Purpose/Objective(s): Platinum-based concurrent chemoradiotherapy is the standard of care for patients with high-risk locally advanced cervical carcinoma, the value of adding induction chemotherapy to concurrent chemoradiotherapy is unclear. We aimed to compare induction chemotherapy plus concurrent chemoradiotherapy(IC+CCRT) with concurrent chemoradiotherapy(CCRT) alone has shown promising efficacy in phase 2 trials. Materials/

Methods: We did an open-label, phase 2, multicenter, randomized controlled trial at four institutions in China. Patients with previously untreated, FIGO 2018 stage IB3-IIIB (tumor diameter = 5cm disease) or stage IIIC cervical carcinoma, aged 27–70 years without severe comorbidities were enrolled. Eligible patients were randomly assigned (1:1) to receive IC+CCRT or CCRT (5 cycles of 40 mg/m² cisplatin every week, concurrently with intensity-modulated radiotherapy). Induction chemotherapy was two cycles of intravenous docetaxel (75 mg/m² on day 1), intravenous cisplatin (75 mg/m² on day 1), and intravenous Bevacizumab (7.5 mg/kg on day 1) every 3 weeks before CCRT. The primary endpoint was failure-free survival calculated from randomization to locoregional failure, distant failure, or death from any cause; required sample size was 238 patients (119 per group). Secondary end points included overall survival, treatment adherence, and safety.

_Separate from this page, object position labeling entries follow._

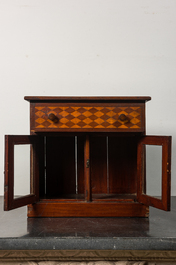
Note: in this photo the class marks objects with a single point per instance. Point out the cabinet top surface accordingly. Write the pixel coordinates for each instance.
(86, 99)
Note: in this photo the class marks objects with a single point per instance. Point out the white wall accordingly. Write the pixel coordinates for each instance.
(88, 47)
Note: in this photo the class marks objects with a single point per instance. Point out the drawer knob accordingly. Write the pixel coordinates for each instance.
(53, 117)
(123, 117)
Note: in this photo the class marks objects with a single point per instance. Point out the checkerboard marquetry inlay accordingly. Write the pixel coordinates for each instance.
(88, 117)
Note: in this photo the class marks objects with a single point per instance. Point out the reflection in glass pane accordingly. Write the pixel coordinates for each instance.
(154, 170)
(21, 170)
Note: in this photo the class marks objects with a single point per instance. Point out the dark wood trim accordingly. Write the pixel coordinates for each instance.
(84, 209)
(88, 191)
(87, 99)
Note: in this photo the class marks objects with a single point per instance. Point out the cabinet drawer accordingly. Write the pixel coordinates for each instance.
(88, 117)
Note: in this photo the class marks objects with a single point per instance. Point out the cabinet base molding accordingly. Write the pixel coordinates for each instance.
(87, 209)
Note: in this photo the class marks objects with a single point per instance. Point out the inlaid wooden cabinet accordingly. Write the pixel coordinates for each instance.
(87, 159)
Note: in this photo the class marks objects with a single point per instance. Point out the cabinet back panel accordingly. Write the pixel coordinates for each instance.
(98, 163)
(60, 166)
(122, 164)
(80, 164)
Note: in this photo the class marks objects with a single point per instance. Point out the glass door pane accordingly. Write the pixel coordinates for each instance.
(153, 171)
(21, 186)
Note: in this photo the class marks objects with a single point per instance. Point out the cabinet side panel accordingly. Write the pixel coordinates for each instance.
(122, 157)
(98, 163)
(60, 166)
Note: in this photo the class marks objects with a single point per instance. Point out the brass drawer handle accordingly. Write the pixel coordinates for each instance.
(123, 118)
(53, 117)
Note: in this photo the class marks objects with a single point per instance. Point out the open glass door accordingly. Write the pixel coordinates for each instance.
(21, 185)
(148, 146)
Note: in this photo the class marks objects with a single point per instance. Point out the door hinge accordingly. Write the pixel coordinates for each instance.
(88, 163)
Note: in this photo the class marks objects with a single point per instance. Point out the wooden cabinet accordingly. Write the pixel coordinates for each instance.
(88, 159)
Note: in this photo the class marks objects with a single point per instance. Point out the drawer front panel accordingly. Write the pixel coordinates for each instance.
(89, 117)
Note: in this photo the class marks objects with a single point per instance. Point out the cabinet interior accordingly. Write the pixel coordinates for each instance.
(113, 168)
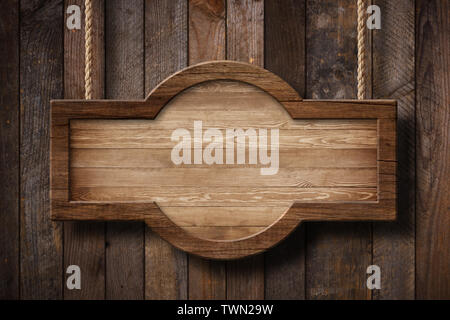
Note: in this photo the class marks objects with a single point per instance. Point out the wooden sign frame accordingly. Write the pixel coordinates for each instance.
(383, 111)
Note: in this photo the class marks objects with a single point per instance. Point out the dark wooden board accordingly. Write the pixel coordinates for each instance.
(64, 206)
(41, 243)
(331, 59)
(393, 243)
(9, 150)
(432, 149)
(166, 51)
(284, 45)
(124, 56)
(41, 79)
(84, 243)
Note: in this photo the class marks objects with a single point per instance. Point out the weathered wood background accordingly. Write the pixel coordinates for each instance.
(312, 45)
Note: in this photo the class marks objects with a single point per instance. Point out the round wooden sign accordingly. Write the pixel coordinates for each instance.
(223, 160)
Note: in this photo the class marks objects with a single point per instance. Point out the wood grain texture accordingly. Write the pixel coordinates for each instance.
(166, 51)
(41, 79)
(284, 53)
(64, 207)
(207, 41)
(393, 242)
(245, 42)
(9, 150)
(84, 243)
(432, 149)
(221, 179)
(124, 31)
(337, 254)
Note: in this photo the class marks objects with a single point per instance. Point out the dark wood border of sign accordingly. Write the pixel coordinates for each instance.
(383, 111)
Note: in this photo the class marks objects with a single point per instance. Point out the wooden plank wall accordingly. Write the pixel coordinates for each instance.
(312, 45)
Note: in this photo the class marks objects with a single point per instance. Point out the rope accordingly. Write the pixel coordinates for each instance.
(88, 52)
(361, 50)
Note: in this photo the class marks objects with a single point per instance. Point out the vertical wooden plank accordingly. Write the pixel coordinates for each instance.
(9, 150)
(393, 78)
(124, 30)
(432, 151)
(207, 41)
(84, 242)
(41, 79)
(245, 42)
(165, 53)
(285, 55)
(337, 253)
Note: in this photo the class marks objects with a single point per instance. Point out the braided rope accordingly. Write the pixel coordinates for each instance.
(88, 52)
(361, 50)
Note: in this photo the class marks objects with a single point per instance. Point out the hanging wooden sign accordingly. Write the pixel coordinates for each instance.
(223, 160)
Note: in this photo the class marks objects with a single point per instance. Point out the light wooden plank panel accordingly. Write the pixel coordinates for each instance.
(166, 52)
(394, 242)
(160, 158)
(245, 42)
(221, 196)
(314, 177)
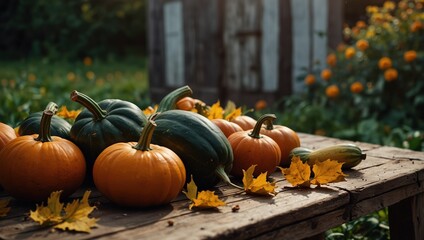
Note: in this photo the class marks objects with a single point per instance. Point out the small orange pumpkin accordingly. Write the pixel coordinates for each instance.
(226, 126)
(139, 174)
(245, 122)
(285, 137)
(33, 166)
(7, 133)
(251, 148)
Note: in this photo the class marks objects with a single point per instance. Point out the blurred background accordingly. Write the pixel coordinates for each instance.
(351, 69)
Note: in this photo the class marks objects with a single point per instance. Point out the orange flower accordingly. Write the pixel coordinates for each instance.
(361, 24)
(310, 79)
(326, 74)
(260, 105)
(384, 63)
(362, 44)
(410, 56)
(332, 59)
(356, 87)
(332, 91)
(390, 74)
(88, 61)
(416, 26)
(349, 52)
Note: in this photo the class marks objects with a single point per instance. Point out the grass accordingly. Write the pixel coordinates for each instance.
(28, 85)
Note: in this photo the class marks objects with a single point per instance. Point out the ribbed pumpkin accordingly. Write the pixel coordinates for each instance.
(139, 174)
(245, 122)
(252, 148)
(33, 166)
(7, 134)
(226, 126)
(58, 127)
(285, 137)
(104, 123)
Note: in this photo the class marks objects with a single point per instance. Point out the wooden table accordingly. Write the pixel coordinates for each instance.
(389, 177)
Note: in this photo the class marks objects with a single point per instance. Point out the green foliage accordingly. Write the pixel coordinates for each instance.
(371, 227)
(372, 89)
(72, 29)
(27, 87)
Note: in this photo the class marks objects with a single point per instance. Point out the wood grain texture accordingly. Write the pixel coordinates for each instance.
(389, 177)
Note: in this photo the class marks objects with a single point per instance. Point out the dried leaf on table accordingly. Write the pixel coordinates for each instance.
(298, 174)
(259, 185)
(73, 217)
(202, 199)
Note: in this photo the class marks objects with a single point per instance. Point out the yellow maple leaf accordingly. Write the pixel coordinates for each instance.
(328, 171)
(202, 199)
(69, 114)
(257, 185)
(73, 217)
(233, 114)
(216, 111)
(4, 210)
(298, 174)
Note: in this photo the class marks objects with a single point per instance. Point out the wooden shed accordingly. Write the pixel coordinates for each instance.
(240, 50)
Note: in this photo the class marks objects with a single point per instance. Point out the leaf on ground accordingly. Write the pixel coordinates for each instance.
(298, 174)
(202, 199)
(328, 171)
(259, 185)
(4, 209)
(73, 217)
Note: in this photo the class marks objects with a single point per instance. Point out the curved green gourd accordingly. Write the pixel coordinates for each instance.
(201, 145)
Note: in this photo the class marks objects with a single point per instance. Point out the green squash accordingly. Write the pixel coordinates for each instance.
(102, 124)
(201, 145)
(58, 127)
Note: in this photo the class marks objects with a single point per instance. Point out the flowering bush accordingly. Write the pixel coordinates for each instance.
(372, 87)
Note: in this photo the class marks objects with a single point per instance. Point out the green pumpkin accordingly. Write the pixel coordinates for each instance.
(58, 127)
(201, 145)
(102, 124)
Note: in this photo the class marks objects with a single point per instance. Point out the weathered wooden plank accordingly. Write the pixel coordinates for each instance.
(270, 45)
(301, 30)
(319, 32)
(174, 44)
(255, 216)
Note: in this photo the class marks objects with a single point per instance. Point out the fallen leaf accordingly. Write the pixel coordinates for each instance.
(328, 171)
(4, 210)
(259, 185)
(298, 174)
(73, 217)
(202, 199)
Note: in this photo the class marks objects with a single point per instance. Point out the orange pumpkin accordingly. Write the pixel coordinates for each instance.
(285, 137)
(7, 133)
(33, 166)
(245, 122)
(227, 127)
(251, 148)
(139, 174)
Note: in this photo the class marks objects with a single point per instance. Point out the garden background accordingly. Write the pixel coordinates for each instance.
(371, 88)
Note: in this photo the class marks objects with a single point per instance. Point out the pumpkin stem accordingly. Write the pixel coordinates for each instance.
(170, 100)
(146, 136)
(257, 129)
(44, 135)
(90, 104)
(224, 177)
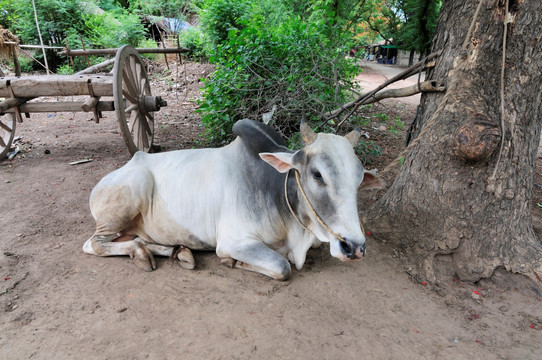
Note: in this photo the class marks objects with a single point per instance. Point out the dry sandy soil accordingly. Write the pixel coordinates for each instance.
(58, 303)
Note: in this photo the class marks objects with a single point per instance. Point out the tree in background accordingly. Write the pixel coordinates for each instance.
(463, 195)
(275, 64)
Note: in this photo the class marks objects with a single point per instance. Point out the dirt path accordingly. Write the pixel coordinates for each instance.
(375, 74)
(58, 303)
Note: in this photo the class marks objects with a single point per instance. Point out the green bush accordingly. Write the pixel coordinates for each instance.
(291, 67)
(221, 16)
(148, 44)
(195, 41)
(26, 64)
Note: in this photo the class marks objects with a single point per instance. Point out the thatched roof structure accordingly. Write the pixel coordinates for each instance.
(7, 36)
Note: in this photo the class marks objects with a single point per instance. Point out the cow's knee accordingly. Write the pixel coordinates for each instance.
(257, 257)
(102, 245)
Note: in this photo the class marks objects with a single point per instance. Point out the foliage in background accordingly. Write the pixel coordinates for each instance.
(218, 17)
(410, 24)
(195, 40)
(179, 9)
(293, 68)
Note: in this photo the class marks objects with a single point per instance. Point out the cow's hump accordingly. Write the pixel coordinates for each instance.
(258, 137)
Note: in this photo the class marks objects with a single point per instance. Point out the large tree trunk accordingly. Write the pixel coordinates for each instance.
(452, 195)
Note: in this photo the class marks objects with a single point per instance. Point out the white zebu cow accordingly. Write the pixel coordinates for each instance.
(233, 199)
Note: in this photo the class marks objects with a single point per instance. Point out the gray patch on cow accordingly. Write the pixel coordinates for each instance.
(258, 137)
(263, 191)
(273, 260)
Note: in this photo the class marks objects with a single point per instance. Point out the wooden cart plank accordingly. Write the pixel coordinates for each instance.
(75, 106)
(56, 85)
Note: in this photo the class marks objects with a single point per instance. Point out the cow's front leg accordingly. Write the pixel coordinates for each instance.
(103, 245)
(255, 256)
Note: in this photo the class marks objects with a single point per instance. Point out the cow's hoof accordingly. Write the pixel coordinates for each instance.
(143, 257)
(228, 262)
(185, 258)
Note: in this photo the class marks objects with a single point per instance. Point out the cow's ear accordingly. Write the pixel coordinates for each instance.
(353, 137)
(307, 134)
(371, 181)
(280, 161)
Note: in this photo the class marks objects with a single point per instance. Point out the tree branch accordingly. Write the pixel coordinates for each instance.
(360, 100)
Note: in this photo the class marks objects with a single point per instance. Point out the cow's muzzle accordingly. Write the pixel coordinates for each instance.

Results: Between April 2, 2019, and Sep 22, 2022, 119 patients were assigned to IC+CCRT and 119 to CCRT. Median age 48(range 27-70) years. Stage distribution was IB3-IIIB (tumor diameter = 5cm disease):24.4%; IIIC1:48.7%; IIIC2:26.9%; Median interval from IC to CCRT was 20 days. 98.3% (IC+CCRT) vs. 99.2% (CCRT alone) completed external beam and brachytherapy respectively. The median overall treatment time for CCRT was 52 days in both arms. Grade =3 adverse events were 52.9% (IC+CCRT) vs. 47.9% (CCRT alone). After a median follow-up of 36 months. 3-year progression-free survival(PFS)rate was 84.9% with IC+CCRT and with 75.1% CCRT alone (HR 0.53, 95% CI 0.28-0.97; p=0.04). The corresponding 3-year OS rate were 88.6% and 78.4% (HR 0.53, 95% CI 0.28-0.98; p=0.043).
Conclusion: Induction chemotherapy followed by concurrent chemoradiotherapy significantly improved PFS and OS in high-risk locally advanced cervical carcinoma with acceptable toxicity. Long-term follow-up is required to determine long-term efficacy and toxicities.